We report on cryptos regularly in our news section. Here’s an extract from a report here a couple of weeks ago: Central banks around the world are set to launch their own digital currencies. In 2018, the preparation was done for a “Britcoin” launched by the Bank of England. The product is wrapped up in metaphorical cling film, and ready to go.
Some might argue that central bank digital currency (CBDC) is an inevitable by-product of declining cash usage. The main element that will find resistance is, in our opinion, the cnetralised (still) nature of the financial structure if CBDCs. Central banks, while officially distanced from the shared-ledger (blockchain) accounting systems behind CBDCs, are still closely associated. Here’s an entertaining report from Finextra, which reports startlingly low levels of cash usage in Norway.
And here is the latest, from our friends at Finextra. We tend to agree with the anonymous central bank official – although we disagree with the contention in the body of the report – that central banks are behind the digital-token curve (see Bank of England Britcoin reference, above).
As news leaks out about a possible 2021 launch for Facebook’s digital currency Libra, a senior European Central Bank official warns: “What is at stake is nothing short of the future of money”.
Facebook’s Libra cryptocurrency is readying to launch as early as January, the Financial Times reported on Friday, citing three unidentified people involved in the project.
The Geneva-based Libra Association that will issue and govern Libra plans to launch a single digital coin backed by the dollar, a significant scaling back from its recently revised plans to to issue a series of stablecoins backed by individual traditional currencies, as well as a token based on the currency-pegged stablecoins.
The news has alarmed central banks, which are currently at a minimum of two years out from creating their own digital alternatives.
ECB board member Fabio Panetta, speaking today at a Bundesbank-convened future of payments conference, argues that the impending revolution in payments “requires us to stand ready to reinvent sovereign money”.
Speaking directly to Facebook’s stablecoin strategy, Panetta warns: “Stablecoin users are likely to bear higher credit, market and liquidity risks, and the stablecoins themselves are vulnerable to runs, with potentially systemic implications.”

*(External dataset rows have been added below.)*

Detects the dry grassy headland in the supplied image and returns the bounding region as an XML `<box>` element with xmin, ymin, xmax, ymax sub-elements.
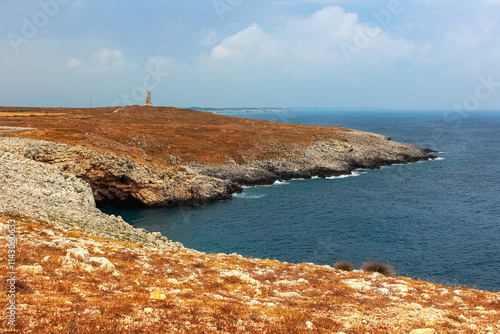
<box><xmin>0</xmin><ymin>107</ymin><xmax>500</xmax><ymax>334</ymax></box>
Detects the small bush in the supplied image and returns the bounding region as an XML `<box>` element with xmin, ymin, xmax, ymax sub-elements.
<box><xmin>361</xmin><ymin>262</ymin><xmax>396</xmax><ymax>277</ymax></box>
<box><xmin>333</xmin><ymin>261</ymin><xmax>354</xmax><ymax>271</ymax></box>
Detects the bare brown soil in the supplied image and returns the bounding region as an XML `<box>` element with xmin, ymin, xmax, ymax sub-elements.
<box><xmin>0</xmin><ymin>106</ymin><xmax>344</xmax><ymax>165</ymax></box>
<box><xmin>0</xmin><ymin>214</ymin><xmax>500</xmax><ymax>334</ymax></box>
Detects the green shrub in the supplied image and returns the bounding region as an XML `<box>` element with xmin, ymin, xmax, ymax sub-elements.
<box><xmin>361</xmin><ymin>262</ymin><xmax>396</xmax><ymax>277</ymax></box>
<box><xmin>333</xmin><ymin>261</ymin><xmax>354</xmax><ymax>271</ymax></box>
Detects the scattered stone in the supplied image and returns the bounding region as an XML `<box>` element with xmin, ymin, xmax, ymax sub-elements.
<box><xmin>93</xmin><ymin>247</ymin><xmax>106</xmax><ymax>255</ymax></box>
<box><xmin>17</xmin><ymin>265</ymin><xmax>43</xmax><ymax>275</ymax></box>
<box><xmin>66</xmin><ymin>248</ymin><xmax>90</xmax><ymax>263</ymax></box>
<box><xmin>149</xmin><ymin>290</ymin><xmax>167</xmax><ymax>300</ymax></box>
<box><xmin>410</xmin><ymin>328</ymin><xmax>436</xmax><ymax>334</ymax></box>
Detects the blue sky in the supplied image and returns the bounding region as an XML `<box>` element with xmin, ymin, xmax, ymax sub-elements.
<box><xmin>0</xmin><ymin>0</ymin><xmax>500</xmax><ymax>110</ymax></box>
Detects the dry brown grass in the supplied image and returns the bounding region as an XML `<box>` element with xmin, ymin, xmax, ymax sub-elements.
<box><xmin>0</xmin><ymin>215</ymin><xmax>500</xmax><ymax>333</ymax></box>
<box><xmin>0</xmin><ymin>106</ymin><xmax>343</xmax><ymax>165</ymax></box>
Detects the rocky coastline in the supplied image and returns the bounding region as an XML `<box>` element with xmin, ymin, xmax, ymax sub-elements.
<box><xmin>0</xmin><ymin>130</ymin><xmax>434</xmax><ymax>207</ymax></box>
<box><xmin>0</xmin><ymin>118</ymin><xmax>500</xmax><ymax>334</ymax></box>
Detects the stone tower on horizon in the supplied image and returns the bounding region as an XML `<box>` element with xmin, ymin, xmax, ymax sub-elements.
<box><xmin>144</xmin><ymin>92</ymin><xmax>153</xmax><ymax>107</ymax></box>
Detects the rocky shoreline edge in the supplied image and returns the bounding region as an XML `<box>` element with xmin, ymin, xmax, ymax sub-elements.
<box><xmin>0</xmin><ymin>130</ymin><xmax>436</xmax><ymax>207</ymax></box>
<box><xmin>0</xmin><ymin>138</ymin><xmax>500</xmax><ymax>334</ymax></box>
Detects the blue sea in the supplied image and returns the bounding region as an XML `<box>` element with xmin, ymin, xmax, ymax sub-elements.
<box><xmin>104</xmin><ymin>109</ymin><xmax>500</xmax><ymax>291</ymax></box>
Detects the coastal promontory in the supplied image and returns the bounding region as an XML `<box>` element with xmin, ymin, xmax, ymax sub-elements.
<box><xmin>0</xmin><ymin>106</ymin><xmax>432</xmax><ymax>206</ymax></box>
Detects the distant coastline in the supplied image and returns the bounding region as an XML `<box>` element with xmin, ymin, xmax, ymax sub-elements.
<box><xmin>189</xmin><ymin>107</ymin><xmax>291</xmax><ymax>114</ymax></box>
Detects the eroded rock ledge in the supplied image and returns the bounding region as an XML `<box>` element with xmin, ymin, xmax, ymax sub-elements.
<box><xmin>189</xmin><ymin>130</ymin><xmax>435</xmax><ymax>186</ymax></box>
<box><xmin>0</xmin><ymin>130</ymin><xmax>433</xmax><ymax>207</ymax></box>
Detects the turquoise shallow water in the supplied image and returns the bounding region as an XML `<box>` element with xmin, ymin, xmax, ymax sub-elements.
<box><xmin>104</xmin><ymin>109</ymin><xmax>500</xmax><ymax>291</ymax></box>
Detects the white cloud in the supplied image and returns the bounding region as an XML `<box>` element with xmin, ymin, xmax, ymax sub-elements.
<box><xmin>75</xmin><ymin>48</ymin><xmax>130</xmax><ymax>74</ymax></box>
<box><xmin>66</xmin><ymin>58</ymin><xmax>82</xmax><ymax>70</ymax></box>
<box><xmin>147</xmin><ymin>56</ymin><xmax>183</xmax><ymax>77</ymax></box>
<box><xmin>198</xmin><ymin>29</ymin><xmax>220</xmax><ymax>46</ymax></box>
<box><xmin>208</xmin><ymin>6</ymin><xmax>415</xmax><ymax>73</ymax></box>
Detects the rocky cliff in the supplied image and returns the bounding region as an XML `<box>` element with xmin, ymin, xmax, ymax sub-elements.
<box><xmin>0</xmin><ymin>137</ymin><xmax>241</xmax><ymax>206</ymax></box>
<box><xmin>0</xmin><ymin>151</ymin><xmax>182</xmax><ymax>248</ymax></box>
<box><xmin>0</xmin><ymin>130</ymin><xmax>432</xmax><ymax>206</ymax></box>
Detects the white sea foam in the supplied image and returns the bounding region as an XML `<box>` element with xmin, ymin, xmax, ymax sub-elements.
<box><xmin>233</xmin><ymin>192</ymin><xmax>266</xmax><ymax>199</ymax></box>
<box><xmin>326</xmin><ymin>169</ymin><xmax>367</xmax><ymax>180</ymax></box>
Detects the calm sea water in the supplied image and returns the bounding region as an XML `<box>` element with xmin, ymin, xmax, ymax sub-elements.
<box><xmin>104</xmin><ymin>109</ymin><xmax>500</xmax><ymax>291</ymax></box>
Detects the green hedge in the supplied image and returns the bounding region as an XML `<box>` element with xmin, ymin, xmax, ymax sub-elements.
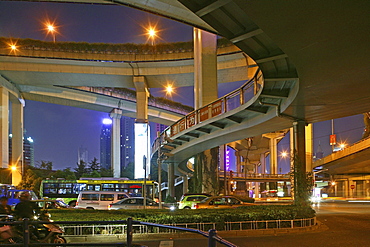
<box><xmin>50</xmin><ymin>205</ymin><xmax>315</xmax><ymax>224</ymax></box>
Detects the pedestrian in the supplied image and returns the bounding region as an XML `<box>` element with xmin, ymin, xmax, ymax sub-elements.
<box><xmin>14</xmin><ymin>191</ymin><xmax>40</xmax><ymax>219</ymax></box>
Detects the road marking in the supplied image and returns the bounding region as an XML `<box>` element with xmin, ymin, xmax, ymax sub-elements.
<box><xmin>159</xmin><ymin>241</ymin><xmax>173</xmax><ymax>247</ymax></box>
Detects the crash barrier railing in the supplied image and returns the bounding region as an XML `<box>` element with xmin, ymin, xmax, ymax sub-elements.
<box><xmin>0</xmin><ymin>218</ymin><xmax>237</xmax><ymax>247</ymax></box>
<box><xmin>63</xmin><ymin>217</ymin><xmax>317</xmax><ymax>237</ymax></box>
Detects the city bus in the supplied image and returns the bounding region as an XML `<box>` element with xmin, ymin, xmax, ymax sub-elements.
<box><xmin>40</xmin><ymin>178</ymin><xmax>157</xmax><ymax>207</ymax></box>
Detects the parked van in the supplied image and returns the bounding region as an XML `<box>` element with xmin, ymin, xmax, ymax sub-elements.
<box><xmin>76</xmin><ymin>191</ymin><xmax>130</xmax><ymax>209</ymax></box>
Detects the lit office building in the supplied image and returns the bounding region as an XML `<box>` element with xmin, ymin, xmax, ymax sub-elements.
<box><xmin>100</xmin><ymin>118</ymin><xmax>112</xmax><ymax>169</ymax></box>
<box><xmin>121</xmin><ymin>117</ymin><xmax>135</xmax><ymax>171</ymax></box>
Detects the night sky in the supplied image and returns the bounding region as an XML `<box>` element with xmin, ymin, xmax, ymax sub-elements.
<box><xmin>0</xmin><ymin>1</ymin><xmax>364</xmax><ymax>172</ymax></box>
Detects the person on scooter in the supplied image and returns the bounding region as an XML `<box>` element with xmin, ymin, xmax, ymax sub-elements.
<box><xmin>14</xmin><ymin>191</ymin><xmax>40</xmax><ymax>219</ymax></box>
<box><xmin>0</xmin><ymin>196</ymin><xmax>13</xmax><ymax>215</ymax></box>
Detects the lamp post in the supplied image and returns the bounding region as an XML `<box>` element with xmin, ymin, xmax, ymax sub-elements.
<box><xmin>147</xmin><ymin>27</ymin><xmax>157</xmax><ymax>45</ymax></box>
<box><xmin>46</xmin><ymin>24</ymin><xmax>56</xmax><ymax>43</ymax></box>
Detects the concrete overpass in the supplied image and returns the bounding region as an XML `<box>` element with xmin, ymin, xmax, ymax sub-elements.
<box><xmin>1</xmin><ymin>0</ymin><xmax>370</xmax><ymax>193</ymax></box>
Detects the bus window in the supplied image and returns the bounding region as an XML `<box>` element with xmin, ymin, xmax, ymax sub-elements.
<box><xmin>81</xmin><ymin>193</ymin><xmax>99</xmax><ymax>201</ymax></box>
<box><xmin>100</xmin><ymin>194</ymin><xmax>114</xmax><ymax>201</ymax></box>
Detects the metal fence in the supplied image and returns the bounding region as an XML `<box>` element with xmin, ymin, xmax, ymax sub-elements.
<box><xmin>0</xmin><ymin>218</ymin><xmax>237</xmax><ymax>247</ymax></box>
<box><xmin>63</xmin><ymin>217</ymin><xmax>317</xmax><ymax>237</ymax></box>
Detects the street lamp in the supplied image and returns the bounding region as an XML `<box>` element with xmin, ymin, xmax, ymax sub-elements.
<box><xmin>46</xmin><ymin>23</ymin><xmax>57</xmax><ymax>43</ymax></box>
<box><xmin>147</xmin><ymin>27</ymin><xmax>157</xmax><ymax>45</ymax></box>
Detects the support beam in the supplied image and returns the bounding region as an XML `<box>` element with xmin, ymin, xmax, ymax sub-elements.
<box><xmin>194</xmin><ymin>28</ymin><xmax>218</xmax><ymax>109</ymax></box>
<box><xmin>109</xmin><ymin>109</ymin><xmax>122</xmax><ymax>178</ymax></box>
<box><xmin>0</xmin><ymin>87</ymin><xmax>9</xmax><ymax>168</ymax></box>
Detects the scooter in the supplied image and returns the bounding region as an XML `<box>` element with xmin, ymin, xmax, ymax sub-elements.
<box><xmin>36</xmin><ymin>210</ymin><xmax>67</xmax><ymax>244</ymax></box>
<box><xmin>0</xmin><ymin>214</ymin><xmax>15</xmax><ymax>244</ymax></box>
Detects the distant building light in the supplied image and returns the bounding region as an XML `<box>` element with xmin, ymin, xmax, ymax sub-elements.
<box><xmin>102</xmin><ymin>118</ymin><xmax>112</xmax><ymax>125</ymax></box>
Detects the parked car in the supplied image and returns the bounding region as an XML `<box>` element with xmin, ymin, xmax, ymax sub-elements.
<box><xmin>108</xmin><ymin>197</ymin><xmax>168</xmax><ymax>210</ymax></box>
<box><xmin>193</xmin><ymin>196</ymin><xmax>255</xmax><ymax>209</ymax></box>
<box><xmin>179</xmin><ymin>193</ymin><xmax>212</xmax><ymax>209</ymax></box>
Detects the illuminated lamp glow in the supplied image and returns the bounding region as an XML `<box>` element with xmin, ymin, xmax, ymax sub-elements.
<box><xmin>225</xmin><ymin>150</ymin><xmax>230</xmax><ymax>171</ymax></box>
<box><xmin>102</xmin><ymin>118</ymin><xmax>112</xmax><ymax>125</ymax></box>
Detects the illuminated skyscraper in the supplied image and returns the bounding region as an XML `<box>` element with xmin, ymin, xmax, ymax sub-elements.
<box><xmin>121</xmin><ymin>117</ymin><xmax>135</xmax><ymax>170</ymax></box>
<box><xmin>100</xmin><ymin>118</ymin><xmax>112</xmax><ymax>169</ymax></box>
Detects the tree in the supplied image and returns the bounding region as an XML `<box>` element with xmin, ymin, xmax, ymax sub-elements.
<box><xmin>36</xmin><ymin>160</ymin><xmax>53</xmax><ymax>171</ymax></box>
<box><xmin>18</xmin><ymin>169</ymin><xmax>42</xmax><ymax>195</ymax></box>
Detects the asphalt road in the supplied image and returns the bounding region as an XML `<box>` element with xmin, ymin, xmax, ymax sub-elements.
<box><xmin>134</xmin><ymin>202</ymin><xmax>370</xmax><ymax>247</ymax></box>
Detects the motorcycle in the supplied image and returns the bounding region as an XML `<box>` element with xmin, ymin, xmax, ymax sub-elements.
<box><xmin>36</xmin><ymin>210</ymin><xmax>67</xmax><ymax>244</ymax></box>
<box><xmin>0</xmin><ymin>214</ymin><xmax>15</xmax><ymax>244</ymax></box>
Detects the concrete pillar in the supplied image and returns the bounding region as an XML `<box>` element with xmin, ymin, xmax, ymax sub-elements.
<box><xmin>133</xmin><ymin>76</ymin><xmax>149</xmax><ymax>123</ymax></box>
<box><xmin>270</xmin><ymin>137</ymin><xmax>278</xmax><ymax>174</ymax></box>
<box><xmin>167</xmin><ymin>163</ymin><xmax>175</xmax><ymax>197</ymax></box>
<box><xmin>133</xmin><ymin>76</ymin><xmax>150</xmax><ymax>179</ymax></box>
<box><xmin>110</xmin><ymin>109</ymin><xmax>122</xmax><ymax>178</ymax></box>
<box><xmin>194</xmin><ymin>28</ymin><xmax>218</xmax><ymax>109</ymax></box>
<box><xmin>305</xmin><ymin>124</ymin><xmax>313</xmax><ymax>172</ymax></box>
<box><xmin>293</xmin><ymin>121</ymin><xmax>306</xmax><ymax>173</ymax></box>
<box><xmin>11</xmin><ymin>97</ymin><xmax>24</xmax><ymax>185</ymax></box>
<box><xmin>0</xmin><ymin>87</ymin><xmax>9</xmax><ymax>168</ymax></box>
<box><xmin>260</xmin><ymin>153</ymin><xmax>266</xmax><ymax>174</ymax></box>
<box><xmin>182</xmin><ymin>175</ymin><xmax>189</xmax><ymax>194</ymax></box>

He says the risks could be mitigated if the stablecoin issuer were able to invest its reserve assets in the form of risk-free deposits at the central bank, as this would eliminate the investment risks that ultimately fall on the shoulders of stablecoin holders.
“This would not be acceptable, however, as it would be tantamount to outsourcing the provision of central bank money,” Panetta states. “It could endanger monetary sovereignty if, as a result, private money – the stablecoin – were to largely displace sovereign money as a means of payment. Money would then be reduced to a ‘club good’ offered in return for the payment of a fee or membership of a platform.”
The ECB is mustering support for the creation of a a digital euro, with multiple experiments underway across EU markets and around the world.
In Europe, the ECB and the national central banks have started preliminary experimentation through four work streams.